Hi Jim — Great question. If it’s a licensed dealer, you may want to reach out the Vehicle Sales Authority of BC as they look after the laws that speak to car dealerships. Here’s a link to their website: http://mvsabc.com/ I hope that helps!
I buy a vw beetle one day ago have a transmission problem can I returner to the dealer is a use car 2007
Hi Jorge, it’s our understanding that the dealer is not obliged to give you a refund but if you would like more information, please visit the Vehicle Sales Authority of BC’s website or contact them. Here’s the link to their website – https://mvsabc.com/
What happens if a dealer sells you a car as an AWD (All Wheel Drive); the car has the AWD badge on the back but the car is not AWD??
How do I get out of a contract for financing a car if the price is unfair? In total I would be paying $435 a month for 36 months but the car is only priced $4488-$5981.
Thank you for your question! If you bought your car from a licensed dealership in BC, you may want to reach out to the Vehicle Sales Authority of BC as they oversee car dealerships in the province. Here’s a link to their website: http://mvsabc.com/ I hope that helps!

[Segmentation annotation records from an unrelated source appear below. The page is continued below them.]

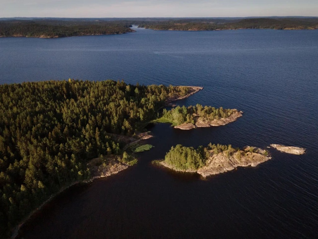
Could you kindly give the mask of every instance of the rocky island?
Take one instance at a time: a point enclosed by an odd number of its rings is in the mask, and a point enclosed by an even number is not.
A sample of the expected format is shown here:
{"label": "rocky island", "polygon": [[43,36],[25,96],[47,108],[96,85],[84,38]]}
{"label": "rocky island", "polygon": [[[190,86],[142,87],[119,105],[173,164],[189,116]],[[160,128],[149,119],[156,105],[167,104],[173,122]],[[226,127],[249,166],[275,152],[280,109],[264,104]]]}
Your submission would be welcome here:
{"label": "rocky island", "polygon": [[231,145],[210,143],[195,149],[179,144],[172,147],[159,163],[175,171],[196,172],[205,177],[238,167],[255,167],[271,158],[267,151],[256,147],[240,150]]}
{"label": "rocky island", "polygon": [[236,120],[243,113],[236,109],[216,108],[199,104],[188,107],[178,106],[169,111],[164,109],[162,116],[156,121],[171,123],[176,128],[189,130],[225,125]]}
{"label": "rocky island", "polygon": [[279,151],[287,154],[300,155],[305,154],[306,149],[300,147],[292,146],[285,146],[281,144],[271,144],[271,146]]}
{"label": "rocky island", "polygon": [[150,137],[140,132],[158,111],[197,90],[71,79],[0,85],[0,237],[71,185],[136,163],[152,146],[130,147]]}

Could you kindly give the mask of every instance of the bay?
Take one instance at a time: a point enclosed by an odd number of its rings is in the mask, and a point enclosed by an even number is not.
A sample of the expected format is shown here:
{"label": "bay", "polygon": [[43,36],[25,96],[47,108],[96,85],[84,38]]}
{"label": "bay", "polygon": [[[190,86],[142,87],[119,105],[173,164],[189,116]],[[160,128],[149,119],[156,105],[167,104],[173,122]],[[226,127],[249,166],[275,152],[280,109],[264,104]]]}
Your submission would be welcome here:
{"label": "bay", "polygon": [[[318,31],[156,31],[0,38],[0,83],[124,79],[197,85],[180,101],[244,112],[225,126],[190,131],[158,124],[138,164],[65,192],[21,238],[314,238],[318,225]],[[273,159],[203,180],[154,166],[173,145],[269,149]]]}

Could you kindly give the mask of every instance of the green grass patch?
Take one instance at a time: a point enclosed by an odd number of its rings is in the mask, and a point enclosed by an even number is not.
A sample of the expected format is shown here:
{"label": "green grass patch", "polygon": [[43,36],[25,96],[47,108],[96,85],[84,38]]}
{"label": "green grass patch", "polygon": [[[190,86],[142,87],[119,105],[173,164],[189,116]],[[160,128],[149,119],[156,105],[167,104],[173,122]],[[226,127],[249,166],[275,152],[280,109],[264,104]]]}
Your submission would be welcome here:
{"label": "green grass patch", "polygon": [[175,126],[176,125],[178,125],[177,122],[173,121],[171,120],[169,120],[167,118],[165,118],[163,117],[162,117],[159,119],[152,120],[152,121],[151,121],[151,122],[169,123],[170,124],[172,124],[173,126]]}
{"label": "green grass patch", "polygon": [[144,151],[150,150],[154,146],[151,144],[144,144],[137,147],[134,150],[134,153],[140,153]]}

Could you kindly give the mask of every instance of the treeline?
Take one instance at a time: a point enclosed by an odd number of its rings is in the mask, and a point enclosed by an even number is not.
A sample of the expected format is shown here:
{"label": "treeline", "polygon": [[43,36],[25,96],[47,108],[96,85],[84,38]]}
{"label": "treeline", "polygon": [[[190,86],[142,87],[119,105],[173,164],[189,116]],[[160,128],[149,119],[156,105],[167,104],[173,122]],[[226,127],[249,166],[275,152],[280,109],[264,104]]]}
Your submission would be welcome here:
{"label": "treeline", "polygon": [[109,21],[3,21],[0,37],[54,38],[119,34],[134,31],[129,25]]}
{"label": "treeline", "polygon": [[179,91],[111,80],[0,85],[0,238],[63,185],[89,177],[88,160],[122,154],[109,133],[133,135]]}
{"label": "treeline", "polygon": [[178,144],[172,146],[167,153],[164,162],[177,170],[196,171],[205,166],[206,161],[212,155],[225,152],[229,156],[239,150],[239,148],[234,148],[231,145],[212,144],[210,143],[206,147],[200,146],[195,148]]}
{"label": "treeline", "polygon": [[190,20],[150,22],[140,25],[140,27],[157,30],[179,31],[211,31],[251,28],[284,29],[316,29],[318,18],[266,18],[243,19],[229,22],[217,22],[203,20],[198,22]]}
{"label": "treeline", "polygon": [[211,106],[203,106],[197,104],[196,105],[190,105],[188,107],[183,105],[179,105],[170,110],[163,109],[162,117],[158,121],[161,122],[169,122],[174,126],[183,123],[194,124],[200,118],[203,121],[211,121],[221,118],[226,118],[230,116],[236,110],[225,109],[222,107],[216,108]]}

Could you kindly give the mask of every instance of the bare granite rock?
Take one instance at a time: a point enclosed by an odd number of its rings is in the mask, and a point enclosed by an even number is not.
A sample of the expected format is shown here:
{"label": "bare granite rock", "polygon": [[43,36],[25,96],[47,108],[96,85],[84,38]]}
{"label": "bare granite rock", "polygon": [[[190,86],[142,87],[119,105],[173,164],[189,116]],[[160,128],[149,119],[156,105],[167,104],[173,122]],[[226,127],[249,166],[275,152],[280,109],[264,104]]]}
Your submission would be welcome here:
{"label": "bare granite rock", "polygon": [[242,113],[235,109],[235,111],[227,118],[221,118],[218,120],[214,120],[210,121],[206,121],[211,126],[219,126],[220,125],[225,125],[229,123],[233,122],[238,118],[243,116]]}
{"label": "bare granite rock", "polygon": [[[176,128],[180,129],[190,129],[198,127],[208,127],[210,126],[219,126],[221,125],[225,125],[229,123],[233,122],[238,118],[242,116],[241,112],[238,111],[236,109],[233,109],[233,112],[228,117],[226,118],[221,118],[218,120],[214,120],[211,121],[207,120],[197,115],[195,115],[195,126],[192,124],[183,124],[180,125],[175,126]],[[190,125],[193,125],[193,127],[190,128]]]}
{"label": "bare granite rock", "polygon": [[191,129],[194,129],[195,128],[194,125],[190,123],[188,124],[183,124],[180,125],[177,125],[175,126],[175,128],[176,129],[180,129],[189,130]]}
{"label": "bare granite rock", "polygon": [[300,155],[305,154],[306,149],[300,147],[292,146],[285,146],[281,144],[271,144],[271,146],[277,150],[287,154]]}
{"label": "bare granite rock", "polygon": [[[186,86],[180,85],[179,86],[183,87]],[[187,86],[186,87],[189,87],[189,92],[187,94],[183,96],[175,95],[173,97],[168,98],[166,101],[166,105],[167,106],[171,106],[174,105],[174,105],[174,104],[171,104],[171,102],[172,101],[175,101],[176,100],[178,100],[185,99],[185,98],[187,98],[189,96],[192,95],[196,93],[198,91],[203,89],[203,87],[201,87],[200,86]]]}
{"label": "bare granite rock", "polygon": [[196,123],[196,126],[197,127],[210,127],[211,126],[206,123],[204,123],[204,122],[203,122],[201,120],[198,120]]}
{"label": "bare granite rock", "polygon": [[232,155],[223,152],[212,154],[207,160],[206,166],[199,169],[197,173],[206,177],[231,171],[238,167],[256,167],[271,158],[263,154],[255,152],[240,150]]}

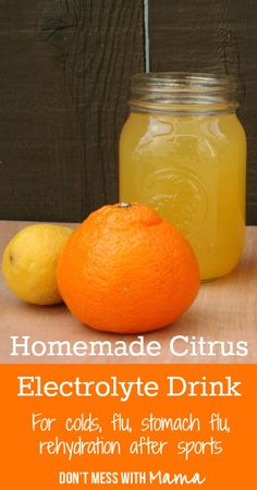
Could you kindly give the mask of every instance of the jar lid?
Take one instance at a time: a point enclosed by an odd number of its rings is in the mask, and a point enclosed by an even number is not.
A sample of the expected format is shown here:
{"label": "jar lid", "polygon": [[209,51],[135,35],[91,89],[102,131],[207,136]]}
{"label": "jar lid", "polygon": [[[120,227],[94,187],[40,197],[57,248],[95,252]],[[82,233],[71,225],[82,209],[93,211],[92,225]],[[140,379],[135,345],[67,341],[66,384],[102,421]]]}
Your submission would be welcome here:
{"label": "jar lid", "polygon": [[[234,111],[237,84],[233,76],[227,74],[186,73],[186,72],[150,72],[138,73],[131,78],[132,106],[146,109],[151,106],[176,106],[184,110],[185,106],[197,106],[203,110],[211,106],[211,110],[230,109]],[[163,109],[162,108],[162,109]],[[200,109],[201,108],[201,109]],[[196,108],[194,108],[196,110]],[[206,109],[205,109],[206,110]]]}

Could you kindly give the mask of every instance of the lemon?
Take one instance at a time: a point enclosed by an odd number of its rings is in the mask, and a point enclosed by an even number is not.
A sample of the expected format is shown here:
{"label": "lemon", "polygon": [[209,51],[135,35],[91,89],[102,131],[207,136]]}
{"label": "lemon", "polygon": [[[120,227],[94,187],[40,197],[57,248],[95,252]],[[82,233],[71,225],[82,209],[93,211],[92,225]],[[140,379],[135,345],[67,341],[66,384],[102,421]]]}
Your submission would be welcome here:
{"label": "lemon", "polygon": [[72,229],[58,224],[33,224],[21,230],[2,257],[3,278],[11,291],[34,305],[62,303],[56,280],[60,253]]}

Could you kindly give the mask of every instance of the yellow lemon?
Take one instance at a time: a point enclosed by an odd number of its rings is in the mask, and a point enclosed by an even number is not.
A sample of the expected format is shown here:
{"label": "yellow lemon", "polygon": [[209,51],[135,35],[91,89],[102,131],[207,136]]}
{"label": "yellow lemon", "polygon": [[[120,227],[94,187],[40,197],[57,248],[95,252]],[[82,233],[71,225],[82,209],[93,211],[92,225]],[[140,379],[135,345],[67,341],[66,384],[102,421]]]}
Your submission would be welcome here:
{"label": "yellow lemon", "polygon": [[7,245],[3,277],[11,291],[35,305],[62,303],[56,269],[72,229],[58,224],[33,224],[21,230]]}

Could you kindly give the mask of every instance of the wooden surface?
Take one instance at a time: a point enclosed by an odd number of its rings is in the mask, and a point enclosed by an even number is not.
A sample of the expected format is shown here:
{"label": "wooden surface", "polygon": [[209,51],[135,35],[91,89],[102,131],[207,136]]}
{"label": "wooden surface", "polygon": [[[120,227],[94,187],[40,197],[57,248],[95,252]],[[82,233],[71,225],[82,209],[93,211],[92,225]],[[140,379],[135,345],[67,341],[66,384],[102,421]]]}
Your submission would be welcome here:
{"label": "wooden surface", "polygon": [[152,71],[240,79],[248,223],[257,224],[257,2],[0,2],[0,219],[81,221],[118,199],[128,78]]}
{"label": "wooden surface", "polygon": [[[11,236],[27,223],[0,222],[0,254]],[[145,335],[145,341],[162,344],[161,357],[37,357],[37,363],[257,363],[257,228],[248,228],[243,259],[235,271],[220,280],[201,285],[193,307],[173,326]],[[71,316],[64,305],[37,307],[16,299],[0,278],[0,362],[10,357],[10,335],[30,335],[32,341],[126,340],[96,332]],[[172,357],[169,341],[174,335],[204,336],[206,341],[238,340],[249,343],[247,357]],[[19,363],[35,363],[35,358],[19,358]]]}
{"label": "wooden surface", "polygon": [[248,140],[247,222],[257,224],[257,2],[150,0],[150,70],[230,73]]}
{"label": "wooden surface", "polygon": [[118,199],[142,0],[0,2],[0,219],[81,221]]}

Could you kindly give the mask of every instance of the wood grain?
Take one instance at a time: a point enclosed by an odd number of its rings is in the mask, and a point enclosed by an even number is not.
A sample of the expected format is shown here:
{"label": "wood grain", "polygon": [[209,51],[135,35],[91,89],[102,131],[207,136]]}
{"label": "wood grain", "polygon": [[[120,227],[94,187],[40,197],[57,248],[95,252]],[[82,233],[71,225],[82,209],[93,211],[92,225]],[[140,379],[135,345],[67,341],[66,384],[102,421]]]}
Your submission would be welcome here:
{"label": "wood grain", "polygon": [[247,221],[257,224],[257,2],[150,0],[151,71],[230,73],[248,139]]}
{"label": "wood grain", "polygon": [[[10,237],[28,223],[0,222],[0,256]],[[37,357],[37,363],[257,363],[257,228],[248,228],[245,253],[233,273],[203,284],[193,307],[173,326],[145,335],[162,345],[160,357]],[[16,299],[0,275],[0,363],[35,363],[35,358],[10,357],[10,335],[30,335],[32,341],[119,340],[131,342],[133,335],[96,332],[71,316],[64,305],[37,307]],[[247,357],[176,357],[169,350],[174,335],[203,336],[206,341],[248,342]],[[184,348],[180,342],[178,348]]]}
{"label": "wood grain", "polygon": [[142,0],[0,2],[0,218],[81,221],[118,199]]}

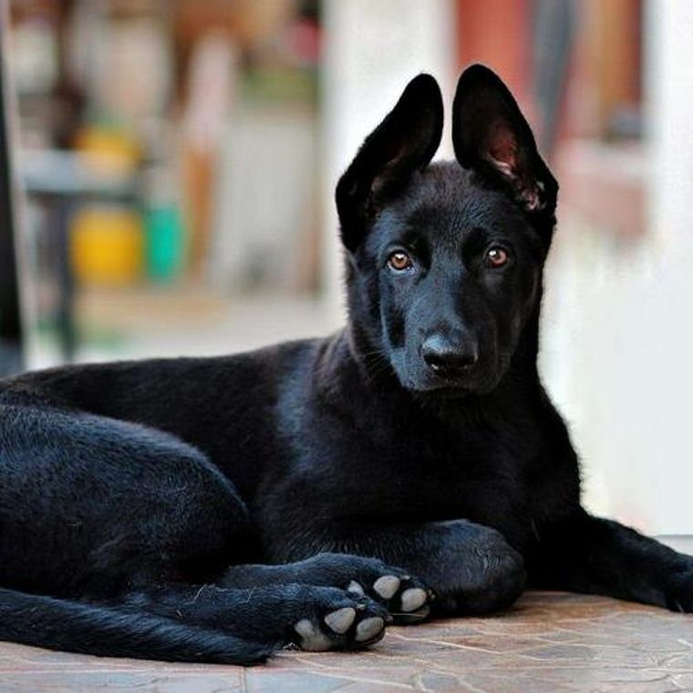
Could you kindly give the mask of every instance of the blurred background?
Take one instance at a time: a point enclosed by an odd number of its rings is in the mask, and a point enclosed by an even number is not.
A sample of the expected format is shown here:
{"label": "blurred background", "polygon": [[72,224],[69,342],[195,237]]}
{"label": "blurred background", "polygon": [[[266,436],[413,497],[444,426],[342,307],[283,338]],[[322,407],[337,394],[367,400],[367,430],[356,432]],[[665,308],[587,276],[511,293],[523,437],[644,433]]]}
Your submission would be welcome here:
{"label": "blurred background", "polygon": [[335,329],[339,173],[481,61],[561,181],[542,369],[585,502],[693,533],[693,3],[3,3],[2,372]]}

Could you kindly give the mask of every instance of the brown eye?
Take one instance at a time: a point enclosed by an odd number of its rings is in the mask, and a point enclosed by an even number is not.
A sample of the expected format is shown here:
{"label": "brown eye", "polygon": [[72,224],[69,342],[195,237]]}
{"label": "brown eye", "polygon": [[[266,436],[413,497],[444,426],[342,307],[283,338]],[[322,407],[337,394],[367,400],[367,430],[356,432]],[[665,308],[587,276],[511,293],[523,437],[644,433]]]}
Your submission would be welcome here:
{"label": "brown eye", "polygon": [[393,253],[388,258],[388,264],[396,272],[403,272],[404,270],[413,267],[414,264],[411,262],[411,258],[401,250]]}
{"label": "brown eye", "polygon": [[487,267],[502,267],[508,262],[508,253],[500,247],[491,248],[486,253]]}

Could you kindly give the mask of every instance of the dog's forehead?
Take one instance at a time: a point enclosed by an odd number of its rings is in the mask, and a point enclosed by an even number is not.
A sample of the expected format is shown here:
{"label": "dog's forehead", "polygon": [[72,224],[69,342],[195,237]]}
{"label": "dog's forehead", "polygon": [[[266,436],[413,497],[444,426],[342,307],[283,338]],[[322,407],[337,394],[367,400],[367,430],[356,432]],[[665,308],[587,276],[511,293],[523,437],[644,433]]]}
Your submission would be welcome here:
{"label": "dog's forehead", "polygon": [[455,161],[437,162],[419,173],[383,222],[386,236],[435,233],[439,244],[445,238],[456,245],[479,228],[506,233],[526,228],[522,211],[507,195],[483,186]]}

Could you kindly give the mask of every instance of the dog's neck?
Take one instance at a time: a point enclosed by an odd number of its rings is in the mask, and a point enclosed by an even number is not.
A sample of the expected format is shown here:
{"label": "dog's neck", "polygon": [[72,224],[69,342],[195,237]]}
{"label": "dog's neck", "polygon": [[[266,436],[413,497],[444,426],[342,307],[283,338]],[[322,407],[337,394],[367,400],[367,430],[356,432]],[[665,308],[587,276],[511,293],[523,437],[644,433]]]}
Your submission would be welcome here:
{"label": "dog's neck", "polygon": [[[344,397],[348,393],[353,407],[372,407],[374,402],[397,410],[402,419],[407,415],[434,416],[451,421],[460,418],[474,419],[484,412],[499,413],[509,402],[514,406],[518,399],[528,404],[535,401],[543,392],[537,372],[539,344],[539,307],[528,320],[510,365],[496,388],[485,394],[460,393],[460,396],[422,394],[404,388],[389,363],[378,349],[367,332],[357,325],[350,324],[330,339],[321,355],[320,370],[330,373],[331,392]],[[335,383],[340,383],[335,388]]]}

I purchased a used car they showed me the vehicle history, and service history on the vehicle. They sold it to me and even on my sales agreement it states it is suitable and meets BC safety standards to be used as a motor vehicle.
However upon driving it home had some issues it was too late to call them, called the next day and left a msg it was purchased at 6pm Saturday and call was made Sun, and again on Mon, and Tues. I told him I had to tow it to a mechanic, It is a Volvo and the mechanic told me I would need to take it to a licensed mechanic for import cars, that was on the Tues within 3 days of getting the vehicle, I then had to take it to Summerland on Thursday and Friday was told It would be 4500 to 5000 to fix it and it was not road worthy and could not be taken out of the garage unless towed. At first the dealer told me thats to bad it sucks, then changed his tune when he found out how much it needed apologized and told me to give him the addy, and he would deal with it and take the vehicle back and put me in another one. I have no trust for this dealer, It is now Sat and I have not divulged where the vehicle is. They sold me this vehicle, and I am sure if it had under the 2000.00 that they are not by law required to tell the buyer about they would have said
too bad as he did at first. I would like my money back , My Sales agreement clearly states it was up to Road Safety Standards and it was not, as well, I thought with Covid a car needed to be clean and sanitized before sale this was also not done and we all wore masks and gloves taking it from Kelowna to Oliver BC, until I had it detailed so the mechanics could look at it.
Hi Shaylene, thanks for detailing the situation. To clarify, are you looking for assistance on how best to proceed or just sharing your experience? Please let me know if you have a question for us. Thanks!